O ministro do Ambiente e da Ação Climática, João Pedro Matos Fernandes, que ficou com a tutela dos animais de companhia, revelou que a professora Laurentina Pedroso, directora da Faculdade de Medicina Veterinária, vai ser, a partir do dia 1 de janeiro de 2021, a nova Provedora dos Animais.

O ministro João Matos Fernandes fez este anúncio hoje, à tarde, durante uma visita à Casa dos Animais de Lisboa, no Parque Florestal de Monsanto, na companhia do presidente da Câmara Municipal de Lisboa, Fernando Medina, que relembrou que a Casa dos Animais de Lisboa é um equipamento municipal que tem por objetivo acolher e tratar animais abandonados na cidade.

Fernando Medina, após ter-se referido às novas funções do Ministério do Ambiente e da Ação Climática, anunciou também que a Casa dos Animais de Monsanto «vai ser ampliada, o que permitirá o acolhimento de mais de 70 cães, devendo as obras serem iniciadas ainda este ano».

Este investimento na ordem dos 1,2 milhões de euros, segundo explicou Fernando Medina, surge na sequência de investimentos anteriores realizados pela autarquia em prol do bem-estar animal. Assim, recordou que, há cerca de um ano, foi adquirida uma viatura para transporte de animais acidentados em qualquer zona da capital.

«Estas tem sido algumas das respostas da autarquia em defesa da dignidade animal», salientou Fernando Medina, que se encontrava acompanhado pelo vereador Carlos Castro e pela Provedora Municipal dos Animais, Mariza Quaresma dos Reis.

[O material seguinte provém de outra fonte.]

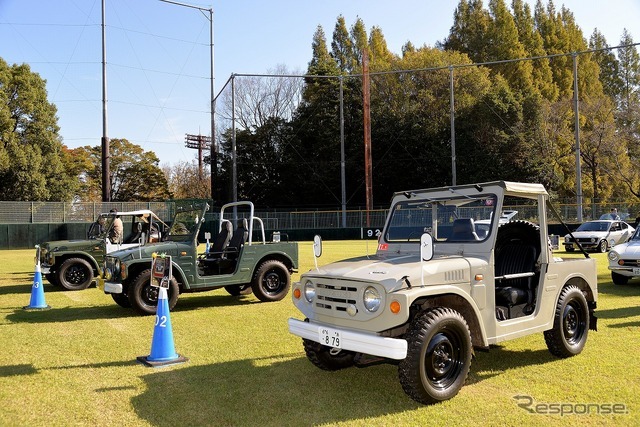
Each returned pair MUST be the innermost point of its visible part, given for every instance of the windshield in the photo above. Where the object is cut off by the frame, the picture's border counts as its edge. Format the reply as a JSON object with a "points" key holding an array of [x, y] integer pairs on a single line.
{"points": [[98, 229], [594, 226], [447, 220], [185, 224]]}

Por seu turno, o ministro Matos Fernandes revelou que a passagem das competências vai ser feita até ao final deste ano e esta transferência terá que, segundo o ministro da tutela, «contar com meios financeiros que o próximo Orçamento do Estado acautele». João Pedro Matos Fernandes explicou que, «a responsabilidade destes animais passa agora a ter um espaço próprio dentro do Instituto da Conservação da Natureza e das Florestas».

«Estamos no início destas novas funções para que os animais de companhia tenham uma vida feliz», afirmou o ministro para explicar que, para que isso aconteça, «é necessário esterilizar os animais, nomeadamente todos os que passam por unidades iguais ou semelhantes à Casa dos Animais de Lisboa». Em segundo lugar, adianta, é preciso educar as pessoas para as sensibilizar para esta problemática e, em terceiro lugar, é necessário adotar os animais, para que «eles sejam de facto animais de companhia e deem alegrias aos seus donos».

O ministro, depois de dizer que entendeu as razões que levaram muitas autarquias a não aceitarem as transferências de competências na área do bem-estar animal, fez questão de referir que vai continuar a trabalhar para que «as autarquias assumam, na medida do possível, maiores responsabilidades nestas matérias».